Most people believe that love, intimacy, and social connection are more important than things like fame, wealth, and even physical health when it comes to their happiness (Cacioppo & Patrick, 2008). Our intuition is right because loneliness represents one of the most significant threats to our physical health.
Loneliness can impact our health just as much as a lack of exercise, obesity, or smoking.(Cacioppo & Patrick, 2008).
So what exactly does it mean to be “socially connected”? Is it the number of people you know? Is it your perceived closeness to the other people in your life? Or, is it the number of quality relationships you have? The answer might surprise you… It’s the combination of all of these things (Holt-Lunstad, Robles, & Sbarra, 2017).
So when it comes to building connections, our goal is not simply to meet more people and increase the number of connections we have. Our goal is to find the people that make us feel really good about ourselves, less lonely, and well-supported. Then, we must put in the effort to make the most of these relationships so they stay strong and healthy. And luckily, just as we can eat healthier and exercise to boost our health, there are things we can do to combat loneliness and feel more socially connected.
How to Build Connections
Friends. We might start by developing and strengthening our personal connections with friends or colleagues. Ask yourself, is there a friend you would like to spend more time with? Is there a co-worker that seems nice, who you’d like to get to know better? Building connections with people you already know personally can be an easy way to start feeling more socially connected.
Family. For those who feel close to their families—or want to feel closer—it can be worth making an effort to talk more often. Even if you live far away, you could schedule a phone or video chat with a parent or sibling. Or, you could aim to plan a future vacation together to have occasional meaningful experiences together.
Strangers. Research shows that even small interactions with strangers can be good for our well-being (Sandstrom & Dunn, 2014). So don’t hesitate to talk to someone in line at the grocery store, chat with the barista at the coffee shop, or even ask for directions.
Groups. If we identify with a religion, joining a religious event may be helpful. Or, we can make an effort to get to know our neighbors, join a Meetup group to engage in a hobby we enjoy, go to local events in an effort to meet new people or volunteer to meet like-minded individuals.
In addition to building a greater number of connections, it’s important that we actually feel connected to the people we spend time with. And the way we interact with people has a direct effect on how connected we feel to them. This is why effective interpersonal communication can be very important. Here are some strategies.
1. Use active listening. When someone is speaking, active listening means being fully present. Nodding, repeating what they say, and focusing on them are all key actions. Make sure you avoid thinking about other things or what you will say next, as well.

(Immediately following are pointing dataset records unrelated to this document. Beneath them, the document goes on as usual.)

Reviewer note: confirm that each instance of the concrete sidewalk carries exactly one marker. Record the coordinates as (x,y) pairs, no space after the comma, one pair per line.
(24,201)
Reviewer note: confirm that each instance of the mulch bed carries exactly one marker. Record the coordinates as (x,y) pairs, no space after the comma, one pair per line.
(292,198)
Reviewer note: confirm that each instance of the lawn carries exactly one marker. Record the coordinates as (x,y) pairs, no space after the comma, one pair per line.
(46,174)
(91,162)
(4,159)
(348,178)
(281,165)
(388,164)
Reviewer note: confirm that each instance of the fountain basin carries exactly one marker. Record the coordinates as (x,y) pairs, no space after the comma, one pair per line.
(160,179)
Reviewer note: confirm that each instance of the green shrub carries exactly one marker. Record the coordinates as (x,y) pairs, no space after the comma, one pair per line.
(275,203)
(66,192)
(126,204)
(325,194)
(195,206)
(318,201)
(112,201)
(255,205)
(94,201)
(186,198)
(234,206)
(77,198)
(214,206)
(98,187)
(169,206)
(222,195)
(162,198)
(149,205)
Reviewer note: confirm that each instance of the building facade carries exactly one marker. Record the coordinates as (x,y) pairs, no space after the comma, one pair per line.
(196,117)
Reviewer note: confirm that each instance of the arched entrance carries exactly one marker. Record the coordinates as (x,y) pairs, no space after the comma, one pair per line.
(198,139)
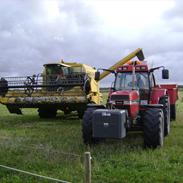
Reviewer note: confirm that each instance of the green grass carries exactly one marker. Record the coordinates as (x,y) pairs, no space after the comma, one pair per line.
(37,145)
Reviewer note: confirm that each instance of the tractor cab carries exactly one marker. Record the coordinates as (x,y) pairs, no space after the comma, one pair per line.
(133,78)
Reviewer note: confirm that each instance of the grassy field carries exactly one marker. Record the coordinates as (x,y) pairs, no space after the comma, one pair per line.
(41,146)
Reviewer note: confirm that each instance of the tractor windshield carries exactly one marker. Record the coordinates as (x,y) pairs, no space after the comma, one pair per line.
(126,81)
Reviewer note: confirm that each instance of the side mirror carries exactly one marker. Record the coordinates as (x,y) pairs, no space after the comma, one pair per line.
(165,74)
(140,55)
(97,76)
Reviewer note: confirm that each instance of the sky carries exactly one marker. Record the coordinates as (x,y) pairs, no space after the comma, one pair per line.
(94,32)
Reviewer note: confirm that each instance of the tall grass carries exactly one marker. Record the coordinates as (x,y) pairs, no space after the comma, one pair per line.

2. Cultivate empathy. Empathy involves mentally and emotionally trying to put yourself in the other person's shoes. See if you can understand what their situation would be like from their perspective.
3. Be honest. Warm, trusting relationships are built on honesty. So, be sure to tell the truth, and share your true self with those with who you want to build connections.

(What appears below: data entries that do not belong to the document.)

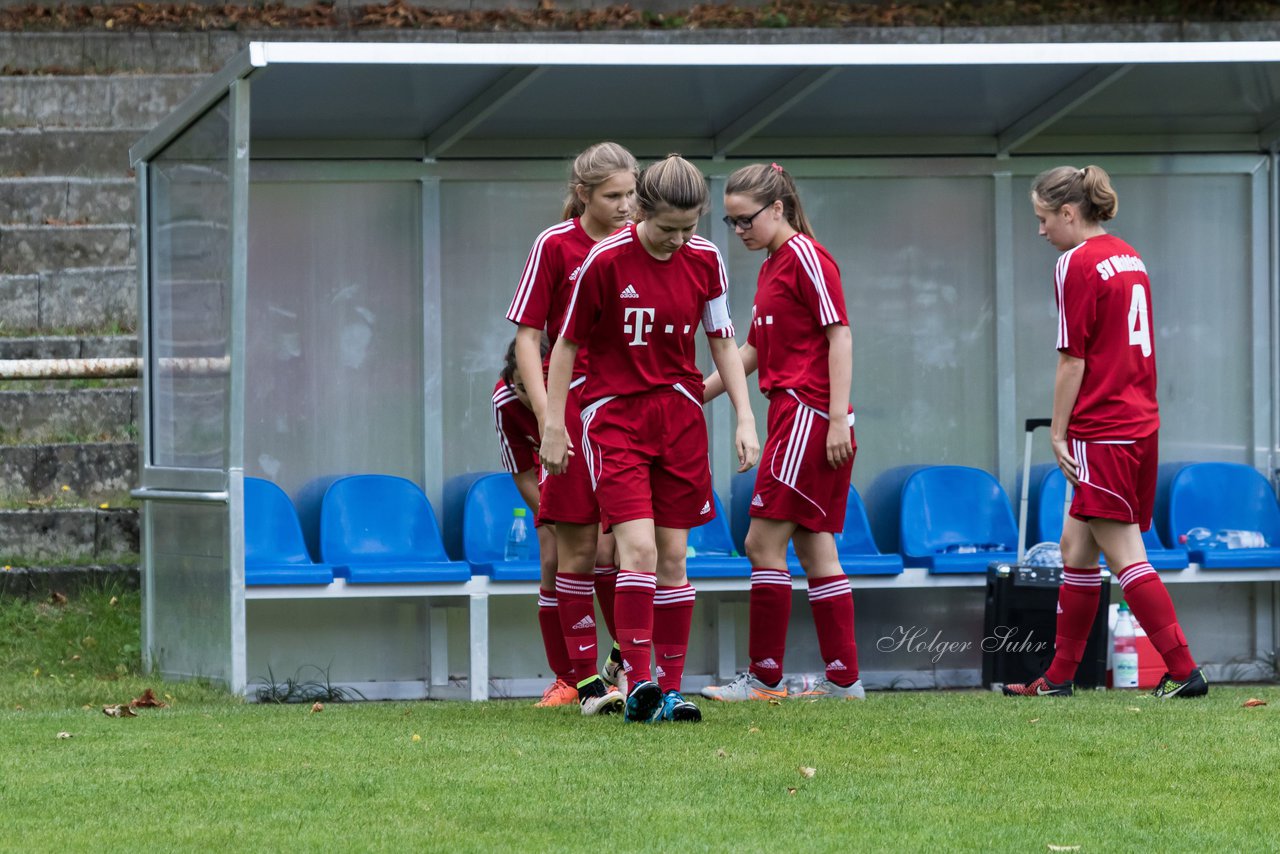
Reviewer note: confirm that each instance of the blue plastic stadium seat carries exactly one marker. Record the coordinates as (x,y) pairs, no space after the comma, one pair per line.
(379,529)
(855,544)
(714,556)
(487,512)
(955,506)
(1045,519)
(453,503)
(274,551)
(1225,496)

4. Use emotion regulation. Managing your emotions is key to being able to work through difficulties with those you care about.
5. Pay attention to nonverbal cues. People say a lot with their body language. Try to pay attention to what other people are telling you with their nonverbal cues. For example, if someone is looking around a lot or backing away from you, they might be ready to leave the conversation.
6. Share your stories. Self-disclosing personal information (a little bit at a time) can help others feel closer to us. So it can be helpful to use self-disclosure to improve your connections.
7. Try loving-kindness meditation. Loving-kindness meditation is a type of meditation where we imagine sending love to others. It can help strengthen our skills of compassion, kindness, and love.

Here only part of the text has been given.